I just have no words and cannot even begin to fathom what it's like for you guys. I am so, so happy to hear you are safe and healthy, though. You are right: That is the important part. I was already feeling guilty because my area got off easily (the eye went right over us, so we had a nice 2 hour break instead of the terrible winds and rains you guys had). I had to stop watching the news. I'm just 30 or so miles from Atlantic City, and the photos just keep popping up. It's so unreal and heartbreaking. I can't even imagine. Hopefully you get your power back soon!
You're so sweet- thank you for the kind words! We're safe, our apt is safe, and our loved ones are all safe... I honestly can't ask for anything more. (Although if the powers that be are listening, hot water would be reeeally nice...) You should not for one second feel guilty about not being affected... I think I speak for all in saying it makes me much happier knowing that at least a few areas of NJ are doing okay!
Your account does seem much like some kind of a movie. I second the WOW!
It feels that way! If I'd had our little flip video camera charged, I would've taken some footage. It's definitely surreal... certainly an adventure we didn't think we'd have! ;)

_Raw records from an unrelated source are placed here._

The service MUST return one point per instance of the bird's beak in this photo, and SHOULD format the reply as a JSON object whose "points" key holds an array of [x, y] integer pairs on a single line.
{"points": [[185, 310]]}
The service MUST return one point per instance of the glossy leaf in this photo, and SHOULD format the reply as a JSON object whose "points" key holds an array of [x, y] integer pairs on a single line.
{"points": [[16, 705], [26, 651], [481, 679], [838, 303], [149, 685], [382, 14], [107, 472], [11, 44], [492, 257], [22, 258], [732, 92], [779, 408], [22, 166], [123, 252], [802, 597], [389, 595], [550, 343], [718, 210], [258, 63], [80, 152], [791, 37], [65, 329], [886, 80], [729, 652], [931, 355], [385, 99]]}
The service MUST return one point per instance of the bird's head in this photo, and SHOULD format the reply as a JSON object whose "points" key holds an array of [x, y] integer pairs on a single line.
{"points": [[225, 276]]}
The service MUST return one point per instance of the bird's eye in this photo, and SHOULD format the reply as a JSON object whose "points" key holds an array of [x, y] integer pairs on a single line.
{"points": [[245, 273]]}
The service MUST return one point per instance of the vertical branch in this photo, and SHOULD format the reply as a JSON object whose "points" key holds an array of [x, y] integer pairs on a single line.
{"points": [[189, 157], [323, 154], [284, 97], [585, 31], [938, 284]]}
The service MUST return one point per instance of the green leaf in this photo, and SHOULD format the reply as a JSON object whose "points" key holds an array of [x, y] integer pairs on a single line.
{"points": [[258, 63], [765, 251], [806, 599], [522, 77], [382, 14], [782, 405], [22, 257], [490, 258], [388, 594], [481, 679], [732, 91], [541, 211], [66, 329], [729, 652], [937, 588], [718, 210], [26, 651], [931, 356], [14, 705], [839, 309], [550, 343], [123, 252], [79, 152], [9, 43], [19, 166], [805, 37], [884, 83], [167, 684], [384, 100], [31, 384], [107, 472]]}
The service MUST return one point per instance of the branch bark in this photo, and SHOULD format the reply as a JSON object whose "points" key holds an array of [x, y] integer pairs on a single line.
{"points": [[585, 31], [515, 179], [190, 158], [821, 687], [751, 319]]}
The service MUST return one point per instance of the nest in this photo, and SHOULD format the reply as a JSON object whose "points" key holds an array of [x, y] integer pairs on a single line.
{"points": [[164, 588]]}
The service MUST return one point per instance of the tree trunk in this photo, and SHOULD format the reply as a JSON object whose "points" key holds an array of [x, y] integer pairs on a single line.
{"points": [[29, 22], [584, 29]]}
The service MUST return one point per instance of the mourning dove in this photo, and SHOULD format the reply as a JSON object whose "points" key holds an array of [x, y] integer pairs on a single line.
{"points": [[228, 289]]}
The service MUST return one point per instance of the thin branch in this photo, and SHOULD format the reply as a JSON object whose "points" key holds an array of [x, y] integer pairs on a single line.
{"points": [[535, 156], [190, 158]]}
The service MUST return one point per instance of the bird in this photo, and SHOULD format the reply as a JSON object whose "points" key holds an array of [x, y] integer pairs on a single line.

Glad to hear you're alright. I've been keeping up with the news. Your blog was really good. You need to keep it for the future. Years from now you'll enjoy reading it. Maybe some day we'll meet. Our family has been scattering all over the country. I don't know if you know but we left Calif. for Nampa, Idaho along with our son Eric. Since Jack died Barry moved here too. We haven't experienced anything drastic, hope we never do. Sandy is a catastrophe and keeps getting worse for some. Good luck. Cousin Rose Coleman
Hi Cousin Rose! Thank you so much for stopping by my blog! We're now completely back to normal, but my heart just goes out for our poor NJ & NY neighbors still without power in this cold front. Thanks again for all your well wishes.
Glad you made it through the storm with no major damage.
Thank you! I'm so thankful that we only encountered minor inconveniences... absolutely nothing compared to what others have gone (and are still going) through!
This is the kind of thing that reminds people to be serious about getting ready for disaster. It's something I've always done to a certain extent, because my home town is a seismically active area and my current residence is more or less on top of a fault line. However the Christchurch earthquakes prodded me into getting more serious. I now have food and water for at least a week, plus battery lights and a camp stove. If you're thinking about doing something similar, this might help - http://www.getthru.govt.nz/web/GetThru.nsf
So true- and thank you for this wonderful resource! We always had an earthquake kit in CA, but it somehow didn't make the move to NY. This was definitely a reminder that every home needs one... just in case. Did you sustain any damage during the Christchurch quakes?
I'm in Wellington, so too far away for damage. Like many others here, I didn't even feel the shaking, however I work for a government agency, so we went into full emergency mode after the February quake and I got pulled off my regular job for a little bit. Just hearing the reports coming through from people on the ground made me really conscious of what it would take to get through a disaster of any kind.
That is crazy. Glad you both are safe!!! Great post as usual though. You certainly know how to take the best out of every situation and turn it around! BTW, I use a Flip too. I LOVE my Flip! - Nicole
Thank you! Safe and sooo appreciative of a hot shower! :) Yay for Flips! Aren't they just the best?